Modelling interpretation uncertainty with the Dirichlet distribution
coding
statistics
geology
Author
Nicholas Dorsch
Published
June 7, 2025
A well preserved Bouma sequence from Tabernas Basin, Spain. link
Introduction
The image above depicts a Bouma sequence, which to the untrained eye, is… some tilted mud. To the trained eye however, it is a dead giveaway that the sediment was deposited by a series of dramatic submarine landslides, on the steep continental shelf of a convergent tectonic margin.
It is not a river, says the trained eye, it is not a delta, it is not a lake. It is a turbidite.
The photo above isn’t mine, but I was lucky enough to go to this outcrop years ago during my studies, and the banner image for this blog is actually a deformed turbidite sequence in the same formation of the same basin, an outcrop called el Gordo.
My favourite aspect of studying geology was field work. I found it exciting that so much information about a depositional system could be derived from outcrop and core scale observations. It is a peculiar thing to make such strong inferences about systems that existed millions of years in the past, that we can never verify, and it’s inevitable that arguments over the true interpretation will occur.
Bayesians don’t argue about the truth, though—they just agree to share it around to the best candidates.
So don’t argue, allocate.
Coming at this from a bayesian perspective then, it seems like there should be a framework for reasoning about our uncertainty over geological interpretations. This article is me thinking about that.
The Dirichlet Distribution
The Dirichlet distribution can be used to model the probability of a set of discrete possibilities—depositional environments, in this context. The Dirichlet distribution can be used to generate samples of a “unit simplex” (a vector of numbers that add to 1), which makes it well suited for modelling our uncertainty over interpretations, where we allocate some probability to each.
It also has the convenient property of conjugacy, which essentially means it is very easy to mathematically update as new evidence comes in.
Applied to a Simple Example
Say we are considering three depositional environments when looking at part of an outcrop:
Delta
Turbidite
Lake
The \(\alpha\) parameter of the distribution can be thought of as a list of weights or “pseudocounts”, one for each possibility.
In this case let’s say we assign our weights as:
\[
\alpha = [20, 10, 2]
\]
This equates to us saying that we think the Delta interpretation is most plausible, although the Turbidite interpretation is a possibility, while the Lake interpretation is implausible.
This is the distribution over the probabilities of each of the interpretations. Maybe it seems weird to have a probability distribution over probabilities, but this is actually very common in bayesian statistics.
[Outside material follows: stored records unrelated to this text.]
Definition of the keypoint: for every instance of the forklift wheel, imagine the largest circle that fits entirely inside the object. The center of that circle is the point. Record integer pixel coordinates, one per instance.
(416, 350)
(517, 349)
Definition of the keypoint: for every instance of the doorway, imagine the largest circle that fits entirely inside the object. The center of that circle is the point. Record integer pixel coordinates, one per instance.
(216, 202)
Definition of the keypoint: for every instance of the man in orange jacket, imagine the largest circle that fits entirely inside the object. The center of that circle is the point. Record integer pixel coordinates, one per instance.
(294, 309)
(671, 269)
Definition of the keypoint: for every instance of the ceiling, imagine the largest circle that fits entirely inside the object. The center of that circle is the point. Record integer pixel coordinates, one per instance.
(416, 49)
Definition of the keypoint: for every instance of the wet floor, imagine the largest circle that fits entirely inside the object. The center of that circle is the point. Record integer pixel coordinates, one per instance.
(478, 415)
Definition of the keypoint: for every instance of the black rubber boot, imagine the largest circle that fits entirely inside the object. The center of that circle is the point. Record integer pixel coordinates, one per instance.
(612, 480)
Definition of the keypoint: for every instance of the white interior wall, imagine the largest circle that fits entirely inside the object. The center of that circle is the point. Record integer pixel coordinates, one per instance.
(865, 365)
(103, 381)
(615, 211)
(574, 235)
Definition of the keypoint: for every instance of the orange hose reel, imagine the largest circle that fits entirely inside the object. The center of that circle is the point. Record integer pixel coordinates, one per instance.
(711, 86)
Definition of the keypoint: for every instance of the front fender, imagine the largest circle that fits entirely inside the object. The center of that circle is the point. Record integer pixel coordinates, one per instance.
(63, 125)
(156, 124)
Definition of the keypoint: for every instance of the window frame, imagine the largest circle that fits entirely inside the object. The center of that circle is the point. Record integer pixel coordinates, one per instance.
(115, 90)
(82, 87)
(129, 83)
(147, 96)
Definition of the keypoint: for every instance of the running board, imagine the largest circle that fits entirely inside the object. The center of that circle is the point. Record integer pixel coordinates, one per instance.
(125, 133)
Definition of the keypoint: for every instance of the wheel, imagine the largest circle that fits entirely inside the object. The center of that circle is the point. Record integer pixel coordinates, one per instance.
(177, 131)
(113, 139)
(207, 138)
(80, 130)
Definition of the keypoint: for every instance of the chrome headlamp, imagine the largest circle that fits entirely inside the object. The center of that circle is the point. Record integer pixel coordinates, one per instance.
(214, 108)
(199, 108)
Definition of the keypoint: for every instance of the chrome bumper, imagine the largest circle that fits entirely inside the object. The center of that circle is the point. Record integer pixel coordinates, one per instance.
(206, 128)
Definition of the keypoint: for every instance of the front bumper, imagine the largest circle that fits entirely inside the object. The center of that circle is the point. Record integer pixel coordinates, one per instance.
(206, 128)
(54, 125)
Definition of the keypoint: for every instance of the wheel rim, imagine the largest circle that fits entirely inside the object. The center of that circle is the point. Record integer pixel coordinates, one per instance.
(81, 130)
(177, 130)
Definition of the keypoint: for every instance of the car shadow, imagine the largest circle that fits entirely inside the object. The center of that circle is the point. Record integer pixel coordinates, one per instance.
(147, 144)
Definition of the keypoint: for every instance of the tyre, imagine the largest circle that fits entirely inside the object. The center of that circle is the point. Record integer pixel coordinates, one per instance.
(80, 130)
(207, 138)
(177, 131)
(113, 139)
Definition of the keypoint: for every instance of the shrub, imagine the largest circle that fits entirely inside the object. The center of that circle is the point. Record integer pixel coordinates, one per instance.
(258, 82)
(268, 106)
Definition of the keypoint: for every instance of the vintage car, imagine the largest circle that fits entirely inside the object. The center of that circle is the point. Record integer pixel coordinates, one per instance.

I’ll probably write a post on that at some point, but see the Aleatoric and epistemic section of this wiki page for a primer.
Incorporating Prior Information
Let’s say despite our observations at this outcrop, we have strong indications nearby that we are standing in the middle of a lake deposit. Maybe the outcrop is an anomaly in an otherwise fairly confident interpretation.
If we encode that prior as \(\alpha_{\text{prior}} = [1, 1, 50]\), it looks like this:
We can incorporate this prior information very easily in our \(\alpha\) parameter by just… adding it! It seems like a dumb trick, but this is an analytical result for updating Dirichlet distributions in what’s called a Dirichlet Multinomial conjugate model. If we are comfortable treating our vector of \(\alpha\) values as “pseudocounts”, then the math checks out here.
Now, the strong prior on the Lake interpretation pushes it ahead, but notice the other interpretations are still on the table as possibilities, given the evidence observed at the outcrop.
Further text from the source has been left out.